Зато на угрюмом утесе, с древности воспетом поэтами, под шум морского прибоя, под вой ветра и пронзительный крик чаек из года в год набирает силу сосна–одиночка. Ствол ее тоже искривлен, и дикий климат наложил на его безупречную гладь печальные метины, но мощные корни, вгрызаясь в камни, достают воду, а костлявые лапы, сгибаясь под натиском фиолетового неба раскаяния и смирения, не ломаются, а упорно ползут и тоже к свету, как сосны–калеки, но отнюдь не к свободе, потому что свободны.

Нет, право! Лучше быть гордой одинокой сосной на вершине, продуваемой всеми ветрами утеса, чем в тихом бору скверным сушняком, скрестясь с себе подобной и погибнув.

1987 г.

НЕУДАЧНИК Рассказ

ТЕМ, КОМУ НЕ ВЕЗЕТ.

В какие бы броские карнавальные костюмы не наряжался предновогодний город, какие бы маски и мишуру не цеплял он в романтический вечер и фантастическую лунную ночь с бледным оком звезд, когда жизнь кажется вечной и удивительной, как сказка, а загаданное сбывается, он всегда остается городом забот и ожиданий, потому что живут в нем обыкновенные люди, которые любят, страдают, ненавидят, веселятся и ликуют, и их заботы — это вечное преодоление…

Он думал только о ней, о ней и ни о ком более. Наказы Кати напрочь вылетели из головы. Кто такая Катя? Это его супруга. А тем не менее он должен был купить торт, забежать на переговорный пункт, чтобы поздравить бабушку, занести подруге жены билеты в театр на первое января и… еще что–то, но он думал только о ней.

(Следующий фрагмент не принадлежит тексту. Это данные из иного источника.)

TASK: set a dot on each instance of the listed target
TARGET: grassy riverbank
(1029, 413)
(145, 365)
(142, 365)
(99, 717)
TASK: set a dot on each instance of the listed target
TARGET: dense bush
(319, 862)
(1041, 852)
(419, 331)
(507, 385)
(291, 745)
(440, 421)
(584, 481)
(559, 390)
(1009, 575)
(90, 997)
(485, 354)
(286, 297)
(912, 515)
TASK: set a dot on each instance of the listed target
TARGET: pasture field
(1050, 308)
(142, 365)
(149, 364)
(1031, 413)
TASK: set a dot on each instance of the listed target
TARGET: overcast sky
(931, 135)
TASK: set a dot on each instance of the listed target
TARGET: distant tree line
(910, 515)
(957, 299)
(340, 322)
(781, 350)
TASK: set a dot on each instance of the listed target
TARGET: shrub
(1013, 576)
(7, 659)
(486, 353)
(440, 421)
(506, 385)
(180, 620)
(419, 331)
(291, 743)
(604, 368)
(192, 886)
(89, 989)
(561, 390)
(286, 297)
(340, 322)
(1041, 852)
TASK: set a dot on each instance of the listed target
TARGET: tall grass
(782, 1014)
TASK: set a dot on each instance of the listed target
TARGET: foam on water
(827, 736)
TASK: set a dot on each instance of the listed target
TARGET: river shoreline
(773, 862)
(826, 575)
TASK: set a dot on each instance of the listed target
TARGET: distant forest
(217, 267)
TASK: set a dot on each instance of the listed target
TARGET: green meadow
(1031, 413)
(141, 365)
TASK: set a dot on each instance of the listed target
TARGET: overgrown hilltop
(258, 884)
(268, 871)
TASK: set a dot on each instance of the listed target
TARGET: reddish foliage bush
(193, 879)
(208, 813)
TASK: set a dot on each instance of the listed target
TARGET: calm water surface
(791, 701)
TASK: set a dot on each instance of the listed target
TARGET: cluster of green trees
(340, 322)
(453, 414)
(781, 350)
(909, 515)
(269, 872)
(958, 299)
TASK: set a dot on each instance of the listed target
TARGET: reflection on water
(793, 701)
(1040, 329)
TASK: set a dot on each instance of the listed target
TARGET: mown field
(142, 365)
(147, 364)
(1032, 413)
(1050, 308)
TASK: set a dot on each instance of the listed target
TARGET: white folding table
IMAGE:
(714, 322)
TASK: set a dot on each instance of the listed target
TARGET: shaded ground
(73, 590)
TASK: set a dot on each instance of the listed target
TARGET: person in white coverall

Он — это Артур Бостан, двадцатилетний студент, третьекурсник биофака, ни положительный, ни отрицательный герой нашего времени, не внешностью, ни чем другим не выделяющийся. Иногда он рассеян и поправляет очки, словно концентрирует мысль. И на самом деле он действительно напряженно думает. Галдящие люди, оспаривающие первенство в очереди на машину с зеленым глазком, не мешают ему. И толкотня в зудящем оживлении улиц никогда, никогда не прервет поток его мыслей также, как электронные часы на его руке не затормозят безжалостного отсчета уходящего года. «Ну и пусть, пусть убирается этот год. Зачем сожалеть? Надо думать. О чем? Ах! О ней».

Артур высчитал с приблизительной математической точностью, что не видел ее целых пятьдесят два дня. Последний раз они встречались девятого ноября.

«Что же изменилось за это время? — мысленно задал себе он вопрос и… грустно усмехнувшись, ответил, — ничего. Ничего не изменилось за триста шестьдесят, за эти пятьдесят два — тем более».